In Question 1, you used position and velocity in the state vector. Why only these two? Why not include acceleration as well? In general, how do you decide which variables belong in the state vector?

• Consider that a system of point masses is governed by an equation of the form $\sum F = ma$ or more explicitly $\sum F = m\ddot{x}$.
• Is $\ddot{x}$ an independent variable?
• What does it really mean when someone says that a system is governed by a “first order differential equation” or a “second order differential equation”? In particular, how many initial conditions are required? How many unique variables are there?

Question 3

Consider the resistor-capacitor circuit of Figure Q3.

Suppose that the capacitor is charged to some initial voltage before it is connected to this circuit. The current flowing in this loop is given by the differential equation

$$$i=-RC\frac{di}{dt}.$$$

You are designing a Kalman filter to estimate the current $i(t)$. There is a single variable, i.e. the state “vector” collapses to a single number in this case. Similarly, the covariance “matrix” reduces to a scalar variance.

(a) Write the equation for the predicted state $\hat{i}_{k|k-1}$.

Hint: Start with the differential equation above, then write the prediction step (as per question 1).

(b) Suppose that the circuit resistance is not known exactly but is instead subject to some measurement variance $\sigma_{R}^{2}$. Using your result from part (a) and the law of propagating variance (week 2), estimate the variance in $\hat{i}_{k|k-1}$ due to $\sigma_{R}^{2}$.

(c) Using your results from part (a) and (b), write the equation for the prediction step of the state variance, i.e. the equation for $P_{k|k-1}$.
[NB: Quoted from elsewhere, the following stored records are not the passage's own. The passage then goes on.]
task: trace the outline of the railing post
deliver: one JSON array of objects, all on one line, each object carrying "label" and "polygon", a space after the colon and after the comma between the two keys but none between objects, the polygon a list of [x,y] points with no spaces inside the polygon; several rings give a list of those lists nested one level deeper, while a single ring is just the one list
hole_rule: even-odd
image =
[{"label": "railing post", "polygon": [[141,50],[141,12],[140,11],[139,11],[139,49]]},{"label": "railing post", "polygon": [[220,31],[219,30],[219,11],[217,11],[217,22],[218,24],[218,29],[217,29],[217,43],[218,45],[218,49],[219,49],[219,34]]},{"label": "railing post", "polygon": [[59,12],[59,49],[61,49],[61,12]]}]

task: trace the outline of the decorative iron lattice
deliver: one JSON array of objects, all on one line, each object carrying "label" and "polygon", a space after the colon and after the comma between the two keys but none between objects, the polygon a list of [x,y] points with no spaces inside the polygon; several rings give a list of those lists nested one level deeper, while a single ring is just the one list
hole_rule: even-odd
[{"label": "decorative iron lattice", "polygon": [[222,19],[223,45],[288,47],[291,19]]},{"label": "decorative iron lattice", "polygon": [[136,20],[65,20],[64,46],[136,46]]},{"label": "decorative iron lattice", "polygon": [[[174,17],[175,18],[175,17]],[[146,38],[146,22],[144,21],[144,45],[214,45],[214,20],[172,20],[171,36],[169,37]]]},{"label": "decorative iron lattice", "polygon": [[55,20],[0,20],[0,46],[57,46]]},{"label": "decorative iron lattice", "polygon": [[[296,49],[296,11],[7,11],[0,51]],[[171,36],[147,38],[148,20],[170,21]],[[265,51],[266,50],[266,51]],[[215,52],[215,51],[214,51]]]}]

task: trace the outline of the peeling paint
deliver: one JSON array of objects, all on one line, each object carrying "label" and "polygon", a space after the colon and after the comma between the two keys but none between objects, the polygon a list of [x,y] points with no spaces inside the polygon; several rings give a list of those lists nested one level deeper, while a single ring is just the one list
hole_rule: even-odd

(d) Suppose that you are not able to measure the current directly, but instead, you can measure the voltage across the resistor. Write the measurement “matrix” (in this case a scalar) in the form

$$$V_{predicted}=H_{k}\hat{i}_{k|k-1}$$$

where $V_{predicted}$ is the predicted measurement (i.e. the voltage) and $H_{k}$ is the measurement “matrix” (in this case a scalar).

(e) Let $V$ be the measured voltage with associated variance $\sigma_{V}^{2}$. Write equations for the measurement residual $y_{k}$ and variance $S_{k}$.

(f) Write the equations for the Kalman gain, updated state, and updated covariance.

Question 4 — software exercise

Validate the performance of the filter from Question 3 by implementing it on a computer.

Here is Matlab starter code that generates noisy measurement data and plots the results. (You are also welcome to use a different programming language if you prefer.)

A properly designed Kalman filter has an impressive ability to handle measurement noise and produce an accurate estimate. In Figure Q4 , the noisy measurements (red) are used to obtain the filtered state (yellow). Your task is to reproduce this figure using your equations from Question 3.

The software simulation is a great way to build intuition about the behaviour of the filter in the presence of different kinds of issues. Using your software, evaluate how the filter performs when:

(a) The initial state is wrong, i.e. $\hat{i}_{0}$ does not match the true initial current.

(b) The process variance is very large, i.e. add a constant term to $P_{k|k-1}$ so it’s much larger than its true value.

(c) The initial state is wrong and measurement variance is very large, i.e. add a constant term to $S_{k}$ so it’s much larger than its true value.

(d) The measurement process is extremely inaccurate, e.g. try $\sigma_{R}=50$ Ω and $\sigma_{V}=5$ V, but give the filter an accurate initial condition and the true process and measurement variances.

(e) The measurement process is extremely inaccurate and the initial condition is wrong.